On Thursday, the Moonshot Moment Rocket bus from Florida will be stopping at the Oxford Skate Park, across from the Lafayette County and Oxford Public Library from noon until 2 p.m.
At the bus, youth will be designing a tapestry, made up of their own dreams. They will fill out a piece of the tapestry that asks them, “Where are you from? What is your name? What are you dreams? — and then allows them to draw a symbol of their dreams.
LOU Reads recently became a finalist for the National Campaign for Grade Level Reading All-America City award, and in doing so; put Oxford on the Rocket buses’ itinerary.
The “Voices: A Community Tapestry of Stories” project is based on the work of Kentucky’s 2015-2016 poet laureate — George Ella Lyon, and her poem “Where I’m From.”
From Colorado to Florida
The Moonshot Rocket will begin its journey in Denver, Colorado for the Grade Level Reading week, and then visiting six Grade Level Reading Pacesetter Award-Winning Communities on its 2,000-mile journey to Indian River County, Florida, and stopping in Oxford on Thursday.
The “Voices/Tapestry” project is an arts-enriched literacy community connection experience designed to make early literacy/reading at grade level a national priority.

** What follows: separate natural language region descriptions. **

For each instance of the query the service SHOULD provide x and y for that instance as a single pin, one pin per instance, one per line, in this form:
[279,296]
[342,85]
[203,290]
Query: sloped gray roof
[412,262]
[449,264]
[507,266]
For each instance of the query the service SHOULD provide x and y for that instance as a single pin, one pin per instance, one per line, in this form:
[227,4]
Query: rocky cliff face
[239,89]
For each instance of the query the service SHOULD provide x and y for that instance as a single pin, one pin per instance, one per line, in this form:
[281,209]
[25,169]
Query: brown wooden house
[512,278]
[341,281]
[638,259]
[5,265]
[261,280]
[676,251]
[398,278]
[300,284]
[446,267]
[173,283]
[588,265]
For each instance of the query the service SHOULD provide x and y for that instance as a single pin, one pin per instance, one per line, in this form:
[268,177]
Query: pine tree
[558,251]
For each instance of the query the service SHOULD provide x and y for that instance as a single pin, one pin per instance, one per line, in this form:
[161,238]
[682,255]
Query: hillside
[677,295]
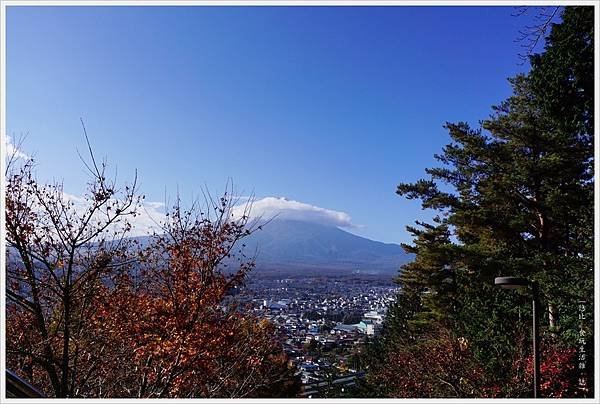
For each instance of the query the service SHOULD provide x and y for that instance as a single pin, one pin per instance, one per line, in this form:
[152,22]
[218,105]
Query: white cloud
[10,149]
[283,208]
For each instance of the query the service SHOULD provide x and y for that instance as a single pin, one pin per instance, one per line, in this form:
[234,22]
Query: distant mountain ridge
[286,244]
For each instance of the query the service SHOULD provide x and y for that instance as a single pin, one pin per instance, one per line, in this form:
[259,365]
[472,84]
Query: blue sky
[328,106]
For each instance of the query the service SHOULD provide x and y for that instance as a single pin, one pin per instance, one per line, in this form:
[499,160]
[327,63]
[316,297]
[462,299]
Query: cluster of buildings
[324,325]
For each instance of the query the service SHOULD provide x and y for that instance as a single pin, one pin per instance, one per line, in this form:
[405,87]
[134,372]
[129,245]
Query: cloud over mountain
[287,209]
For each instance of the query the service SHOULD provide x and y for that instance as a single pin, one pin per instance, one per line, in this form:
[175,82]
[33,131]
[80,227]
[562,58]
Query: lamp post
[510,282]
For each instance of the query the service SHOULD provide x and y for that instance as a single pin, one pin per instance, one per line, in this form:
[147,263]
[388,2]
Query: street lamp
[509,282]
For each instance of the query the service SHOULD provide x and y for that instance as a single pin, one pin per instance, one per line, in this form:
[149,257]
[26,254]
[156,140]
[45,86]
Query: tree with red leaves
[93,313]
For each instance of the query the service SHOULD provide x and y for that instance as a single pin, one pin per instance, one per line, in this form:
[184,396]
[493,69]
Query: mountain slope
[289,243]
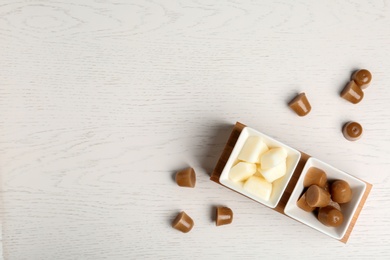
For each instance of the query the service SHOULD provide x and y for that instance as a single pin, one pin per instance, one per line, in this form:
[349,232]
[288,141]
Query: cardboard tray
[290,187]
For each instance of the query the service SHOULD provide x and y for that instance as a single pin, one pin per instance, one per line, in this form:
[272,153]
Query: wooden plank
[290,187]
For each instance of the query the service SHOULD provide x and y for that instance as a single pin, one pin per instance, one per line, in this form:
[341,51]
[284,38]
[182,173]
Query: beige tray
[290,187]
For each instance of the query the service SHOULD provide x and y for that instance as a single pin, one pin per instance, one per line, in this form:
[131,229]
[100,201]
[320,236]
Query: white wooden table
[102,101]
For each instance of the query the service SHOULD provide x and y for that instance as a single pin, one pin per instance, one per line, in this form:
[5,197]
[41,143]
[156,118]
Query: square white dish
[279,186]
[358,188]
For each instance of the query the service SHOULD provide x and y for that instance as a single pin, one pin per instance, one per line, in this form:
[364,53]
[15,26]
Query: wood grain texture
[102,101]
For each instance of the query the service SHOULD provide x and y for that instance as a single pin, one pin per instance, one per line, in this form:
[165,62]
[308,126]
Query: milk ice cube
[253,148]
[259,187]
[242,171]
[273,157]
[275,172]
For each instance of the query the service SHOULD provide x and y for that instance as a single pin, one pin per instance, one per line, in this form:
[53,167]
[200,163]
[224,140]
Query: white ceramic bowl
[279,185]
[348,209]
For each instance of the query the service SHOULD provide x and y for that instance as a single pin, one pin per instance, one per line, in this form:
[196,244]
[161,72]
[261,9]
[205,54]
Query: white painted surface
[102,101]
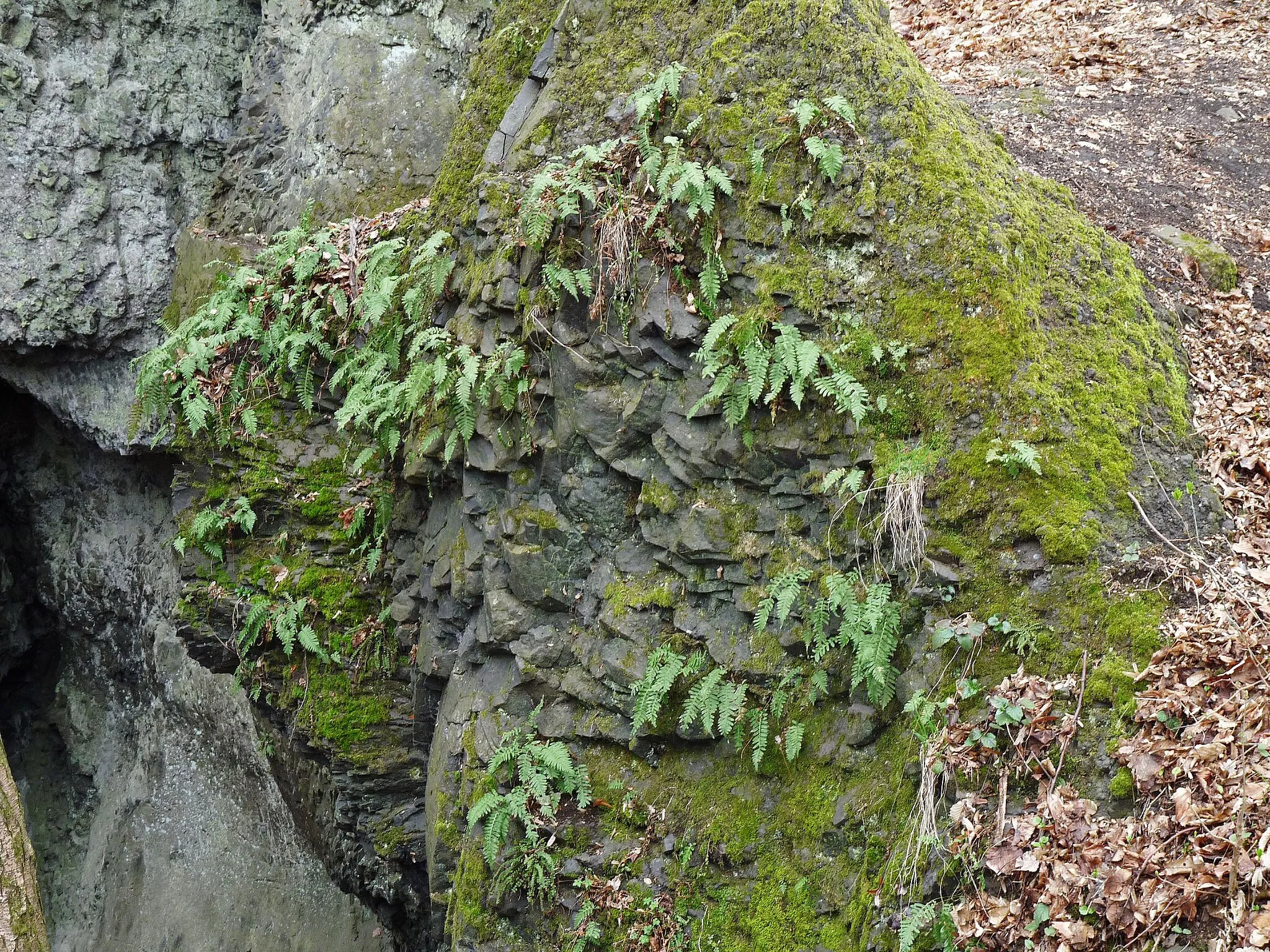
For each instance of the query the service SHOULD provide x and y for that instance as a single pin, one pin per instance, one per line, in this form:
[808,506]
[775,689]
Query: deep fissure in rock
[144,782]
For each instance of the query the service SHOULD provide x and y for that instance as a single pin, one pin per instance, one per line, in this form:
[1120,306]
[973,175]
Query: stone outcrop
[22,917]
[535,575]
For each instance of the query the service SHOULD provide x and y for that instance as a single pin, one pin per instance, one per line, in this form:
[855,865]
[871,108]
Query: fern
[841,107]
[781,593]
[928,915]
[828,156]
[757,736]
[748,367]
[539,774]
[804,113]
[664,667]
[793,742]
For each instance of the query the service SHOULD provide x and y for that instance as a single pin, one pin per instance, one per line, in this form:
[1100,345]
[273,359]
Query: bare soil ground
[1153,115]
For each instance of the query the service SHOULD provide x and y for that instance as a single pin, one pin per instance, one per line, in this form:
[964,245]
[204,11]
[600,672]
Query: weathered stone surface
[154,813]
[349,112]
[111,148]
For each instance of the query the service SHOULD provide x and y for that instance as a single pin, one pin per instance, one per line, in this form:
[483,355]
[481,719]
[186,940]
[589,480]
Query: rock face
[151,806]
[535,576]
[349,112]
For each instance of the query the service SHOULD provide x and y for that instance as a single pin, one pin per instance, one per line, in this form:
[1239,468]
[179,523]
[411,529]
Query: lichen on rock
[610,507]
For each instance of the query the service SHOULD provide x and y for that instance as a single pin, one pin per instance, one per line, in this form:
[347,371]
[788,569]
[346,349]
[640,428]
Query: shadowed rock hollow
[977,350]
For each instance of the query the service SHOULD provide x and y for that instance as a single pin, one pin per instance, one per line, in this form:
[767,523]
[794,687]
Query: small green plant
[211,527]
[934,917]
[964,630]
[539,774]
[1010,714]
[925,714]
[530,868]
[282,620]
[727,707]
[1122,786]
[1018,457]
[1020,639]
[752,366]
[868,624]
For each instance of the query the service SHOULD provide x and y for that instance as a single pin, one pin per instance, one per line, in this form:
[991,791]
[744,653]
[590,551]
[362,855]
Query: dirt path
[1153,115]
[1156,115]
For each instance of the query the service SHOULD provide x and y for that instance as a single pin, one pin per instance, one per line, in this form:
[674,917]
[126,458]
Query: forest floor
[1153,113]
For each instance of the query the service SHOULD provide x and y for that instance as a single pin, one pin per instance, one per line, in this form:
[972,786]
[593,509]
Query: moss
[659,495]
[322,506]
[1110,682]
[388,839]
[1122,785]
[335,593]
[526,513]
[1133,622]
[652,591]
[346,716]
[779,827]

Through this project, Moonshot Moment will be collecting the “stories” from the LOU community, and then weaving them together in a large tapestry that will eventually serve as a moving art installation.
Acknowledging that schools alone cannot address all the challenges that keep children from learning to read, the Moonshot Community Action Network works with nonprofits and other partners to ensure that children arrive at kindergarten ready to succeed, attend school regularly, and keep learning through the summer months.
Locally, Moonshot works with LOU Reads, Excel by 5 and the Mississippi Campaign for Grade Level Reading and the United Way of Oxford.
“This tour bus highlights the issues our state and nation faces when it comes to third-grade reading proficiency,” said Edy Dingus, an AmeriCorps VISTA with the United Way. “It’s tough to get there, and it’s good to open a dialog about something so important, especially a dialog that engages people of all ages. We can talk about how to make this better, especially on the local level.”